The direction of life may therefore be roughly summed up in the two words “more life”—more both in quantity (have not both land and air been colonized during evolution?) and also in quality. More matter has been stolen from the lifeless and embodied in the living; and the living begins to be less helpless in face of the lifeless.
The direction of living matter is thus in many ways opposed to the direction to be seen in inorganic matter; yet not only has the organic arisen from the inorganic, but its direction continues one direction already traceable before the appearance of life.[46]
Finally, we come to the psychological aspect of the universe.
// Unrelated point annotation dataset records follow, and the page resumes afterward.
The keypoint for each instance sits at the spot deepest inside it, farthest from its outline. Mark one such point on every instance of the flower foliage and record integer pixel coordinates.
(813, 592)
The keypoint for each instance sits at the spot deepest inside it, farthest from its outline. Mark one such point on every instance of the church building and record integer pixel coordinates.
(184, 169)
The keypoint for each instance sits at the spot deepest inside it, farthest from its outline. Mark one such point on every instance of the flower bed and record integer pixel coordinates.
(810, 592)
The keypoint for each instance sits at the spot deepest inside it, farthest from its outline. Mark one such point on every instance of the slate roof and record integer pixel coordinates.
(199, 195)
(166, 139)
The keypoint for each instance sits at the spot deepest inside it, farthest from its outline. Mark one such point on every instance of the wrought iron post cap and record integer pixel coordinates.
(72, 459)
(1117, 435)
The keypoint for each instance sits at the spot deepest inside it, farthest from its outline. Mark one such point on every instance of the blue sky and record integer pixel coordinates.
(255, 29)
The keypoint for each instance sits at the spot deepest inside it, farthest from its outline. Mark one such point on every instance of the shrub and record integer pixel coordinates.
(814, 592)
We have already touched on it in connection with biology, and found that in many ways at least the development of mind follows the same lines as that of living matter, and helps forward the general trend of life.
But finally a kink occurs, a critical point similar to that seen at the origin of living from non-living matter. There the attributes of living matter which mark it off from inorganic matter become dominant—its capacity for self-reproduction, its tendency to organization. The colloid carbon compound had been the highest known independent unit; from now on this place was taken by the organism.
In exactly the same way, in the final stages of evolution (as witnessed abundantly by fossil mammals) complexity of purely bodily organization had reached a limit, and survival, as is evidenced by increasing size of brain, came to be determined more and more by mental qualities. Finally the curve of mental development caught up with that of body, and intersected it: mind became the dominant factor in the new type of organism, and in the subsequent history of the evolutionary process. The organism ceased to be the highest unit, and gave place to the person, or self-conscious individual with organized mind.
This new critical point was reached when man arose; many authors recognize it for what it is, the beginning of a new era, by christening the subsequent geological period the Psychozoic. That period, geologically speaking, has not yet run but a tiny span; and we are no more entitled to think that we have reached or even imagined the possibilities of its future evolution than we should have been entitled to regard the possibilities of purely biological evolution as having been exhausted after the far longer period needed to give rise to a coral polyp or a jelly-fish as highest existing types of organism. Even man as a biological species is in his infancy, not to speak of other psychozoic types that may be waiting in the womb of time.
But what are the characteristics of this new phase? In the first place, mind has become self-conscious; thus the evolutionary methods of psychozoic organisms may become conscious, and they come to direct their own evolution instead of having their destinies shaped by the blind forces of natural selection.
In most respects the same direction as before is pursued, but new methods are introduced. The rate of change, of movement in that direction, is accelerated; and the possibility is given of eliminating a vast deal of waste. A watchmaker sends out very few defective watches: why? because he makes his watches on a preconceived plan. Even when an improvement in watch construction is introduced, he can draw up his plan beforehand, and at the worst, waste only time and paper, instead of metal and far more time. Ideas do not need to be embodied before selection can act upon them; thus an increasing amount of evolutionary change will take place through the natural selection of ideas than through the older and far more wasteful process, natural selection of individuals and species.
Finally, values appear upon the scene. If we could ask a wild animal such as a fox what gave value to its life, and it could answer us, it would doubtless say food, sleep, comfort, hunting, sexual pleasure, and family companionship. But it cannot answer; nor can it know the value of what it pursues, but only appreciate the result. Strictly speaking, values do not exist for it. However, even if we allow ourselves to speak of values in the life of pre-human organisms, we see immediately that wholly new values are introduced after the critical point.